Addition and Subtraction
The calculator frames can add two numbers together, if so instructed in the routine tape. Suppose that the two numbers are in the registers B and D and that we wish to put the sum in register F. Suppose that we wish to clear the D number but hold the B number after using them. The code on the routine tape is B H + D C = F. H and C coming right after the names of the registers always designate “hold” and “clear,” respectively.
The calculator frames can, likewise, subtract a number. The routine instruction B H-D C = F means:
- Take the number in register B (hold it);
- subtract the number in D (clear it);
- put the result in F
Multiplication and Division
The calculator frames perform multiplication by storing the digits of the multiplier, adding the multiplicand over and over, and shifting, until the product is obtained. However, if the multiplier is 1989, for example, the calculator treats it as 2000-11. This short-cut applies to digits 6, 7, 8, 9 and cuts the time required for multiplying. The routine instruction is B H × D C = F.
The calculator performs division by repeated subtraction. The routine instruction is B H ÷ D C = F. The operation signs +,-, ×, ÷ actually appear on the keyboard of the perforator and on the printed tape produced by the printer.
Discrimination
Discrimination is the term used in the Bell Laboratories computer for what we have previously called selection, or comparison, or sequencing. The discriminator is a part of the calculator that compares or selects or decides—“discriminates.” The discriminator can decide whether a number is zero or not zero. In the language of the algebra of logic (see [Chapter 9] and [Supplement 2]), if a is a number, the discriminator can find T(a = 0). The discriminator can also decide whether a number is positive or negative. In the language of logic, it can find T(a > 0) or T(a < 0). The actions that a discriminator can cause to be taken are:
- Stop the machine.
- Stop the problem, and proceed to another problem.

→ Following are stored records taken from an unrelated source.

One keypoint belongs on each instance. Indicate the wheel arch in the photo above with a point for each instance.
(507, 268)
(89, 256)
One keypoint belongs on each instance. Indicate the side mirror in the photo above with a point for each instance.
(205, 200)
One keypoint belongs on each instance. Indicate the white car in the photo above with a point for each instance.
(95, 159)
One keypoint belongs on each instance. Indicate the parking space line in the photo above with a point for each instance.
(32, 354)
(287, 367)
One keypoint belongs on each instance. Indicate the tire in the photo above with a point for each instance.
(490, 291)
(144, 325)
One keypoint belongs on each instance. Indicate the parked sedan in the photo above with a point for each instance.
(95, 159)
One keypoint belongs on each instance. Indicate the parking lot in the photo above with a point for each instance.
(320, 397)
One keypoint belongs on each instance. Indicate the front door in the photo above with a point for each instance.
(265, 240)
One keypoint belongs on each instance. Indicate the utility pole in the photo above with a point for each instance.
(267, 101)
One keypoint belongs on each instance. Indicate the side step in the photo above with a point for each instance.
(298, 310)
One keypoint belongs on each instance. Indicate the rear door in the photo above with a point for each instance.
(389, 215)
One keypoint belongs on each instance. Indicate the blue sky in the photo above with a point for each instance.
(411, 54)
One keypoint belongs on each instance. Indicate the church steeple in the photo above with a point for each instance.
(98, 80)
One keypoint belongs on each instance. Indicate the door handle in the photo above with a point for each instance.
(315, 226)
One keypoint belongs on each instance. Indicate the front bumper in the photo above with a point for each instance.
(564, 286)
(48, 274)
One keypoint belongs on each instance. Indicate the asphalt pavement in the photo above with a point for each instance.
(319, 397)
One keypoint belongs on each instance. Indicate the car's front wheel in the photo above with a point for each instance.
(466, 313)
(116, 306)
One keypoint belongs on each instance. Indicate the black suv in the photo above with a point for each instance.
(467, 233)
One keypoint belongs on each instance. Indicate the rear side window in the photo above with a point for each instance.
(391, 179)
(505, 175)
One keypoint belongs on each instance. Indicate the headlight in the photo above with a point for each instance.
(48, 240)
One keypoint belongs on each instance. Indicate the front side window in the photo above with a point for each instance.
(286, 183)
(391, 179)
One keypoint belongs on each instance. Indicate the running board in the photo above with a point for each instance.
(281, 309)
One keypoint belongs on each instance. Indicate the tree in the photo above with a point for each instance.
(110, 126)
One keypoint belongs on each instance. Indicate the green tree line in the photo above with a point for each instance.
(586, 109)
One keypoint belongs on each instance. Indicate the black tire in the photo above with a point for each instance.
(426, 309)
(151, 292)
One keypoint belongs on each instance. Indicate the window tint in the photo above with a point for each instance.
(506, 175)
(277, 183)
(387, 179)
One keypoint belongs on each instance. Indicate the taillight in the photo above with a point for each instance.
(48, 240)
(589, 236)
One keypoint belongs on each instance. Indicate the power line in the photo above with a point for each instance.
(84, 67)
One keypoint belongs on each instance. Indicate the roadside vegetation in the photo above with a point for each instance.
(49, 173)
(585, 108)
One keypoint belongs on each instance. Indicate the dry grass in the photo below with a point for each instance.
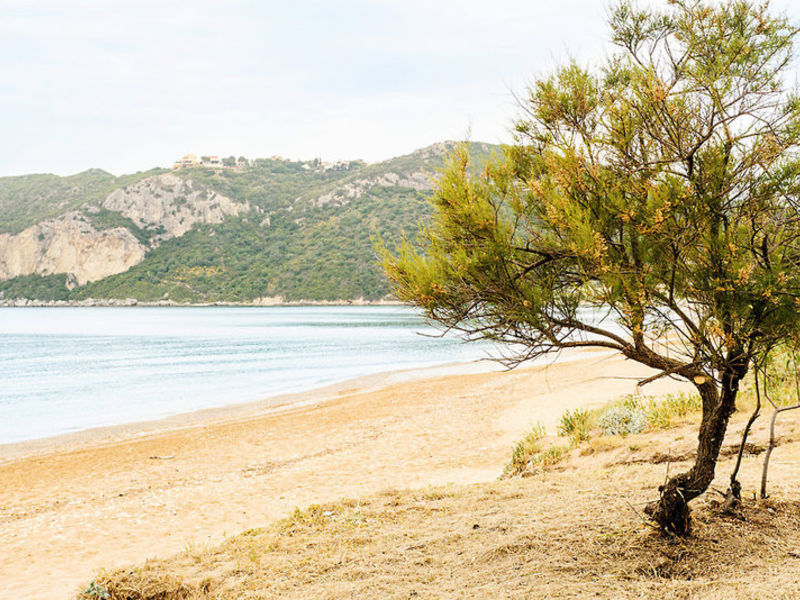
(572, 532)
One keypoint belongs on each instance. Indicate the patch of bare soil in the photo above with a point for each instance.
(572, 532)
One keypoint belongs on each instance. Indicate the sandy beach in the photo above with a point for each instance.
(116, 496)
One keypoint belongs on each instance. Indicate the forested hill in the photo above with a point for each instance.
(301, 230)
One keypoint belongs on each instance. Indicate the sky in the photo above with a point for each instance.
(129, 85)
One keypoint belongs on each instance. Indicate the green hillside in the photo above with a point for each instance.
(309, 236)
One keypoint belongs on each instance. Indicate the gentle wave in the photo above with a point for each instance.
(69, 369)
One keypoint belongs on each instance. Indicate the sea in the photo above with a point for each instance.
(67, 369)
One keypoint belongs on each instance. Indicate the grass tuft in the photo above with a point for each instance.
(576, 424)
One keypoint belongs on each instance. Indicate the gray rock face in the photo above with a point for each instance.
(171, 205)
(166, 205)
(69, 244)
(343, 194)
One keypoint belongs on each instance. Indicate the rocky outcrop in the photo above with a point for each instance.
(166, 206)
(170, 206)
(69, 244)
(344, 193)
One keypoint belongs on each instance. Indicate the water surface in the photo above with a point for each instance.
(66, 369)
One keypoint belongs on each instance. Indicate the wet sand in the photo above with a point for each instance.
(114, 496)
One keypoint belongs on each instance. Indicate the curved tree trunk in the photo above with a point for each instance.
(671, 511)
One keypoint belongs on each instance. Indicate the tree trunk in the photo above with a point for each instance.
(671, 511)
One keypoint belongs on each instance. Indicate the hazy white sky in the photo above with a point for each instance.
(127, 85)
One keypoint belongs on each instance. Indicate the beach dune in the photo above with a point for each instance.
(115, 496)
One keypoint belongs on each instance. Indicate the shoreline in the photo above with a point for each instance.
(133, 302)
(217, 415)
(117, 498)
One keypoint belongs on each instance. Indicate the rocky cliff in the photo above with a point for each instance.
(165, 206)
(171, 206)
(69, 244)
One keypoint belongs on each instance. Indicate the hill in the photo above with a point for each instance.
(299, 230)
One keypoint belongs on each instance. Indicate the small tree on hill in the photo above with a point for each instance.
(662, 191)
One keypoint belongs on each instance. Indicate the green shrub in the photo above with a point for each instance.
(622, 420)
(575, 424)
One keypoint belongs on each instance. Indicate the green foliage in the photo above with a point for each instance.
(529, 454)
(576, 424)
(622, 420)
(96, 591)
(633, 413)
(525, 450)
(664, 412)
(648, 207)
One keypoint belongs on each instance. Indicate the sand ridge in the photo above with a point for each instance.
(72, 508)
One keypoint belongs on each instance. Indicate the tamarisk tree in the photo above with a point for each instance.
(649, 206)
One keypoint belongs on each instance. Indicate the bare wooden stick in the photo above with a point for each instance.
(772, 442)
(735, 488)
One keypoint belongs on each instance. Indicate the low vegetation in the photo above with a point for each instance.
(533, 537)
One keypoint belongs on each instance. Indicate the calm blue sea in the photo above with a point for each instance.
(68, 369)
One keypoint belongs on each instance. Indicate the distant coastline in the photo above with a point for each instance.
(130, 302)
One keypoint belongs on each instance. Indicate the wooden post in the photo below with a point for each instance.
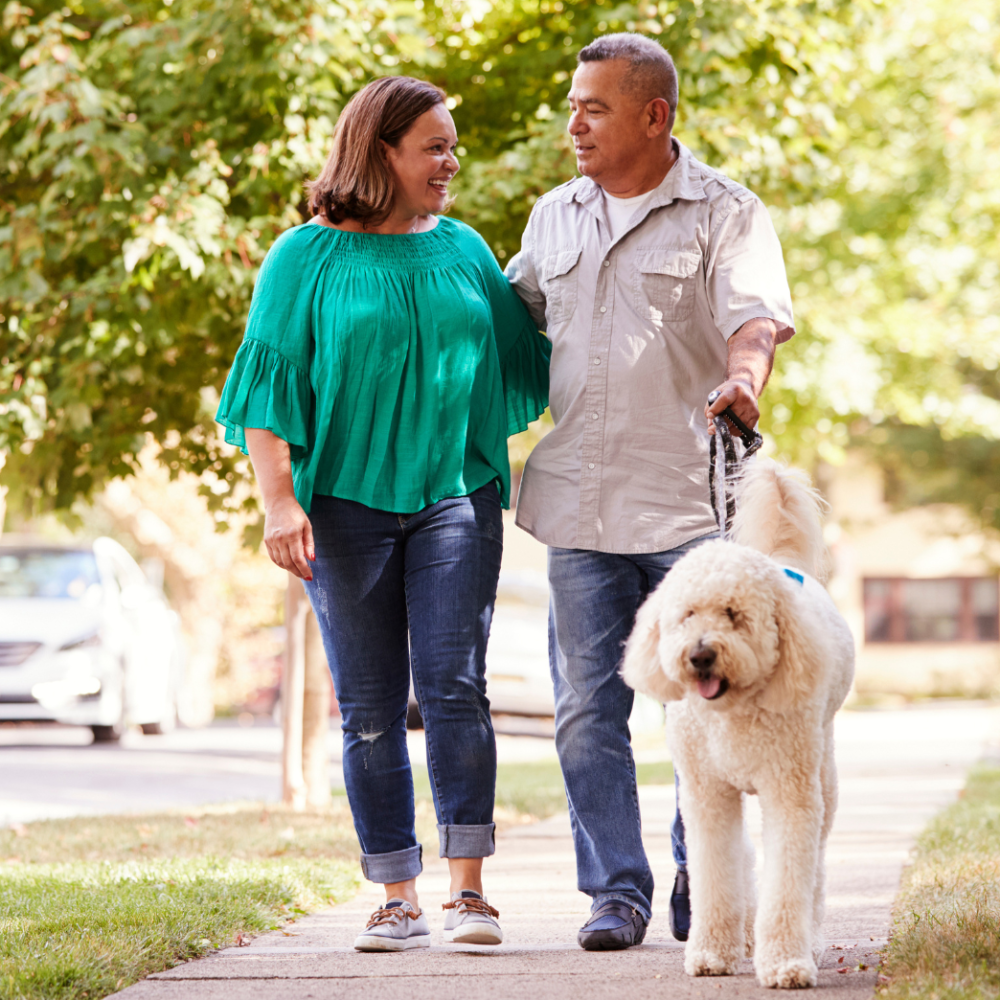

- Stop the routine going on, and proceed with a new routine.
- Permit printing, or prevent printing; etc.
In this way the discriminator can:
- Distinguish between right and wrong results.
- Tell that a certain result is impossible.
- Recognize a certain result to be the answer.
- Control the number of repetitions of a formula.
- Change from one formula to another formula.
- Check a number against a tolerance; etc.